Es war mehreremal durchgespielt, als zwei junge Damen erschienen, um die jungen Herren zu besuchen. Die eine hieß Betsy, die andere Nancy. Ihr Haar war nicht in der genauesten Ordnung, ihre Schuhe und Strümpfe schienen nicht im besten Zustande zu sein. Sie waren vielleicht nicht eigentlich schön, hatten aber viel Farbe und ein kräftiges, munteres Aussehen. Ihre Manieren waren sehr frei und angenehm, und so meinte Oliver, daß sie sehr artige Mädchen wären, was sie auch ohne Zweifel waren.

Sie blieben lange. Es wurden geistige Getränke gebracht, da die jungen Damen über innerliche Kälte klagten, und die munterste Unterhaltung entspann sich. Endlich erinnerte sich Charley Bates, daß es Zeit sei, auszugehen. Der gute alte Herr gab ihm und dem Baldowerer verschiedene Anweisungen und Geld zum Ausgeben, worauf sie sich nebst Betsy und Nancy entfernten.

«Ist's nicht ein angenehmes Leben, das meine Knaben führen?» sagte Fagin.

«Sind sie denn auf Arbeit ausgegangen?» fragte Oliver.
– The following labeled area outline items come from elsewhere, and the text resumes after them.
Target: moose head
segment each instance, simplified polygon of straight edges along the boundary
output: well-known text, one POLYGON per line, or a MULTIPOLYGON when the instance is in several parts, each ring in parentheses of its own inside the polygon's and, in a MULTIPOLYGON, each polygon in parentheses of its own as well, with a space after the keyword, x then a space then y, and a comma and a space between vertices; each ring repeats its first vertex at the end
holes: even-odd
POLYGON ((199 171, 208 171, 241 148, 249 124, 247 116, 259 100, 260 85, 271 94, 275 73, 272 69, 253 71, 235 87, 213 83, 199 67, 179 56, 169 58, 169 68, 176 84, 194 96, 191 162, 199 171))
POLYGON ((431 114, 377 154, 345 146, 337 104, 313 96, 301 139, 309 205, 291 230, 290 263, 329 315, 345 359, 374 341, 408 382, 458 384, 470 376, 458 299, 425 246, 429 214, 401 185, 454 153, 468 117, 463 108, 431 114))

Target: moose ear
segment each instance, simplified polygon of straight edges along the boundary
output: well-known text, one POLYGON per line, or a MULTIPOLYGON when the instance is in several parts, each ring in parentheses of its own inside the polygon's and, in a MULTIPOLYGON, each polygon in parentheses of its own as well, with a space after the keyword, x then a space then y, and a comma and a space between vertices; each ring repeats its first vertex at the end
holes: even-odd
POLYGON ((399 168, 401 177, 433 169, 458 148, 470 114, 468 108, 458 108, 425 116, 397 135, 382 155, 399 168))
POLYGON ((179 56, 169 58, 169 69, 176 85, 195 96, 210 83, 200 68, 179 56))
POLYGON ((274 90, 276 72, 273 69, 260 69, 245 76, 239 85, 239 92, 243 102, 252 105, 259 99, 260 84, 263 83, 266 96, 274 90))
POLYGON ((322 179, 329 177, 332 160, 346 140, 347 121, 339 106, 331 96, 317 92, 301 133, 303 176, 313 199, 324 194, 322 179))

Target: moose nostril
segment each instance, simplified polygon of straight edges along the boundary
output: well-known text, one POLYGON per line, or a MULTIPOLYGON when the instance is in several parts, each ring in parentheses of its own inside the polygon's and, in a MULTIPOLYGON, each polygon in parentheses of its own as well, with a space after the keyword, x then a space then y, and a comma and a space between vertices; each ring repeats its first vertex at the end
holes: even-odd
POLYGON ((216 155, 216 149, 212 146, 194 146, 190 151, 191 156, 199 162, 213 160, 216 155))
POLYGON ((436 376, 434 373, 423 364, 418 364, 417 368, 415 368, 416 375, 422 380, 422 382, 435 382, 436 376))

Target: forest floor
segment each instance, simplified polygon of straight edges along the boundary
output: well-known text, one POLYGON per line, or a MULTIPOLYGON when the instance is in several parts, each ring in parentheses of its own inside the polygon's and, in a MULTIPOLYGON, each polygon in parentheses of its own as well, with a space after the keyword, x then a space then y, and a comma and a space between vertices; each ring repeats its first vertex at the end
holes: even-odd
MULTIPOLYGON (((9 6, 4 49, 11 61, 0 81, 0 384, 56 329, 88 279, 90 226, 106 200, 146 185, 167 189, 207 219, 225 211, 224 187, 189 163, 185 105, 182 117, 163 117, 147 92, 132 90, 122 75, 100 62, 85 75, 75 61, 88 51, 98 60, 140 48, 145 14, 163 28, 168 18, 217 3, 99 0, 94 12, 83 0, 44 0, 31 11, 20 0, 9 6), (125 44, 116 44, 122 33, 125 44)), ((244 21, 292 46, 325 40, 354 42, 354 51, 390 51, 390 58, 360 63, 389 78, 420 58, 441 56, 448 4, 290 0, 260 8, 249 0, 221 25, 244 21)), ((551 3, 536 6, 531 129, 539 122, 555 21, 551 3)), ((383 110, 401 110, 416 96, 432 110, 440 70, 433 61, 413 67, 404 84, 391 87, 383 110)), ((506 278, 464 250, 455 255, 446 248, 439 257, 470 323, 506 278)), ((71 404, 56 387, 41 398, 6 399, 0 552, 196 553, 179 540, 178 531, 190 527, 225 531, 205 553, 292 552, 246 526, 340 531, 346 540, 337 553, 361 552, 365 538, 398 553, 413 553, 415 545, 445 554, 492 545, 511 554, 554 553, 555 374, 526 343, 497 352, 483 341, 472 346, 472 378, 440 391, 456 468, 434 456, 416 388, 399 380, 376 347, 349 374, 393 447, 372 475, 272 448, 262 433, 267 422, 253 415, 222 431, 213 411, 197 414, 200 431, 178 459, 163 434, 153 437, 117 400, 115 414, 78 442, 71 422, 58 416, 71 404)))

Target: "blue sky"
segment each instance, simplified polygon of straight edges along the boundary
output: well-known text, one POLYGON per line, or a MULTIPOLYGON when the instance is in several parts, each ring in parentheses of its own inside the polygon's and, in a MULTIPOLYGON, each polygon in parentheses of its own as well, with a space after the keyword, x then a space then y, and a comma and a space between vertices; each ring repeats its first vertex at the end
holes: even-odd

«Allerdings», erwiderte der Jude; «und sie arbeiten den ganzen Tag unverdrossen, wenn sie nicht werden gestört. Nimm sie dir zum Muster, mein Kind; tu alles, was sie dir heißen; und folg' jederzeit ihrem Rat, besonders dem des Baldowerers. Er wird werden ein großer Mann und auch aus dir machen 'nen großen Mann, wenn du dir ihn zum Vorbilde nimmst. Hängt mein Taschentuch aus der Tasche, mein Lieber?»

«Ja, Sir!» sagte Oliver.

«So sieh einmal zu, ob du es herausziehen kannst, ohne daß ich's fühle, wie du's vorhin gesehen hast von den beiden.»

Oliver erinnerte sich genau, wie er es Jack hatte tun sehen, und tat es ihm nach.

«Ist's heraus?»

«Hier ist es, Sir.»

«Du bist ein kluger Knabe», sagte der alte Herr, ihm die Wange klopfend; «ich habe niemals gesehen ein anstelligeres Kind. Da hast du 'nen Schilling. Fährst du so fort, so wirst du werden der größte Mann deiner Zeit. Doch will ich dir jetzt zeigen, wie man herauslöst die Buchstaben.»

Oliver konnte gar nicht begreifen, wie er ein großer Mann dadurch werden könne, daß er dem alten Herrn das Tuch aus der Tasche zöge, meinte jedoch, daß es der so viel ältere besser wissen müsse als er, und war bald eifrig mit seinen neuen Studien beschäftigt.